The stock market has been incredibly volatile in 2025. As a result of tariff uncertainty and recession fears, many shares have fallen 20% or more.
For a long-term investor like myself, this kind of market turbulence can create amazing buying opportunities. With that in mind, here are three shares I’ve been buying for my portfolio recently.
Amazon
A few months ago, I sold a little bit of my Amazon (NASDAQ: AMZN) holding when the stock was near $240 (mainly because my holding was very large). I’m not a buy-quick, sell-quick investor but with the share price now under $200, I’m a buyer again.
Amazon strikes me as a company with immense potential. Not only does it stand to benefit from the continued growth of online shopping (where it now has over 200m Prime members), but it also stands to benefit from the growth of cloud computing, artificial intelligence, robotics, video streaming, digital advertising, and digital healthcare.
At or below $200, Amazon stock looks a steal to me. With analysts expecting earnings per share (EPS) of $7.58 next year, the forward-looking price-to-earnings (P/E) ratio is under 26 at a share price of $200 – that’s a historical low.

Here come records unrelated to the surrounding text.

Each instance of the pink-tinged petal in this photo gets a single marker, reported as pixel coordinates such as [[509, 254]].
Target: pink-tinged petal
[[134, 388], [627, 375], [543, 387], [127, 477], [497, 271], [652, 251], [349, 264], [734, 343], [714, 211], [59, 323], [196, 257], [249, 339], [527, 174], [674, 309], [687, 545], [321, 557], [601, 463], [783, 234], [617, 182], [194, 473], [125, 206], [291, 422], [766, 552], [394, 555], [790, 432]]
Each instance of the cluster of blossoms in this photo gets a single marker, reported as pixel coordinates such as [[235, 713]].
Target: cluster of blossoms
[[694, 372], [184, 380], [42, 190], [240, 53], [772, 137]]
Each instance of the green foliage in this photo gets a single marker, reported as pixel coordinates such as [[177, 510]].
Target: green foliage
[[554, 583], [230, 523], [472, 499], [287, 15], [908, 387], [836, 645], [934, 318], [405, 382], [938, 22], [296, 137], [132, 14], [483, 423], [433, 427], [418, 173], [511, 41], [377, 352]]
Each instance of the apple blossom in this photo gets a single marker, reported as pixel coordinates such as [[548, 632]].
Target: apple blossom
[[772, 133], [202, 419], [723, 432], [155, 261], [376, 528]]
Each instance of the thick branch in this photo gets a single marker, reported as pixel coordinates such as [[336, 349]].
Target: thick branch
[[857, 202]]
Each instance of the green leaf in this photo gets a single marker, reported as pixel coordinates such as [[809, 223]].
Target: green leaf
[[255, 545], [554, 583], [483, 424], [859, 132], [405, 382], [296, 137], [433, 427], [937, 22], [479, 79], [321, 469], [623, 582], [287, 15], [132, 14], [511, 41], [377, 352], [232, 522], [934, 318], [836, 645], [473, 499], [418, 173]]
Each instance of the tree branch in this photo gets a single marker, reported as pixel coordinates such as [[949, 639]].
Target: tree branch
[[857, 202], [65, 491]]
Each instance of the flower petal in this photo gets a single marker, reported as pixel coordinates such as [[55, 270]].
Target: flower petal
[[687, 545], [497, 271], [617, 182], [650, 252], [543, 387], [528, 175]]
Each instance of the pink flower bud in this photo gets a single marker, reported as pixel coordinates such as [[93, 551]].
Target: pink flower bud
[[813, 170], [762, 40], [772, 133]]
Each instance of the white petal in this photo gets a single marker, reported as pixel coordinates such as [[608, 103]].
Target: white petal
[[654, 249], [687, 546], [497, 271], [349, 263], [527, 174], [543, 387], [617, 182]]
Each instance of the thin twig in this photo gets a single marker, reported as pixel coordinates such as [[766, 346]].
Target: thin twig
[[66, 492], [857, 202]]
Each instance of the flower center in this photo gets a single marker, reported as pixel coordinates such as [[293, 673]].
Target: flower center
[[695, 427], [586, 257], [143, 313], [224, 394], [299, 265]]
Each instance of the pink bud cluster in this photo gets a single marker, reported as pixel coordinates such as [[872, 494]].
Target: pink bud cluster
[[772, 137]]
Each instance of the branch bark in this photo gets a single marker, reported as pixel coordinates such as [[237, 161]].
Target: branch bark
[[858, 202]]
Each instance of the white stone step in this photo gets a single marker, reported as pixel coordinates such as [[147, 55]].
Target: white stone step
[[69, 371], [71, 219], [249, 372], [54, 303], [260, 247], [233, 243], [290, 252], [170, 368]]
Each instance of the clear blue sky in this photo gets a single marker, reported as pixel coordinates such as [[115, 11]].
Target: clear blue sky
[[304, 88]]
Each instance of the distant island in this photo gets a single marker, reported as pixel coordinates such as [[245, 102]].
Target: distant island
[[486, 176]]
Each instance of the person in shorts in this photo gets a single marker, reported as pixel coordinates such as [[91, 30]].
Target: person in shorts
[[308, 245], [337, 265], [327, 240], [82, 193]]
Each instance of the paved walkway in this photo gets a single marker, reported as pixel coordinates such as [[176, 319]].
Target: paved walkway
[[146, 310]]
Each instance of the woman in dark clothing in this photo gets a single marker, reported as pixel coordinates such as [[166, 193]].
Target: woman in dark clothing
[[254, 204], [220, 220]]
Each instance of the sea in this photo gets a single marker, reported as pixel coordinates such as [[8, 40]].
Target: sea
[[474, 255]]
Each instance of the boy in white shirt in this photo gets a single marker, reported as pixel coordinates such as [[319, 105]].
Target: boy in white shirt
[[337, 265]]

Of course, a major global recession could temporarily halt the growth story here. Taking a long-term view though, I’m really excited about the potential.
Uber
Another stock I’m really excited about is Uber (NYSE: UBER). I’ve been snapping up more shares while the share price is below $80.
Like Amazon, this company has many ways to win. Today, it operates the largest ride-sharing network in the world (170m users worldwide). But it’s also having success with food delivery, digital advertising, and plane/train/boat bookings. Over time, it’s slowly becoming a travel ‘super app’.
It’s worth pointing out that in the long run, Uber could potentially be a major player in the self-driving car space. This is one reason I’ve been investing. For companies with self-driving technology, its user base could be very valuable. I think it could end up being a demand aggregator.
Of course, Tesla’s technology is a risk here – it has big plans in the autonomous vehicle front. With the stock trading on a forward-looking P/E ratio of just 21 (using the 2026 earnings forecast), however, I like the risk-reward set-up.
CrowdStrike
The third stock I want to highlight today is CrowdStrike (NASDAQ: CRWD). It’s one of the world’s leading players in the cybersecurity market.
I’ve been buying while the stock has been under $350. There are a few reasons why.
One is that the cybersecurity industry is projected to experience substantial growth over the next decade as the world becomes more digital. According to McKinsey, we could be looking at a $2trn industry in the future.
Another is that cybersecurity spending is relatively recession-proof. In an economic downturn, companies can slash marketing or advertising spending, but they’re not going to reduce cybersecurity spending – the risks are too high.
Now, this stock is higher-risk. Today, earnings are still small so the valuation is high (which means high share price volatility).
Meanwhile, cybercrime is dynamic in nature. So, there are no guarantees that the company will continue to have success.
This company has a strong long-term growth track record though. So, I’m backing it to do well over the next five years.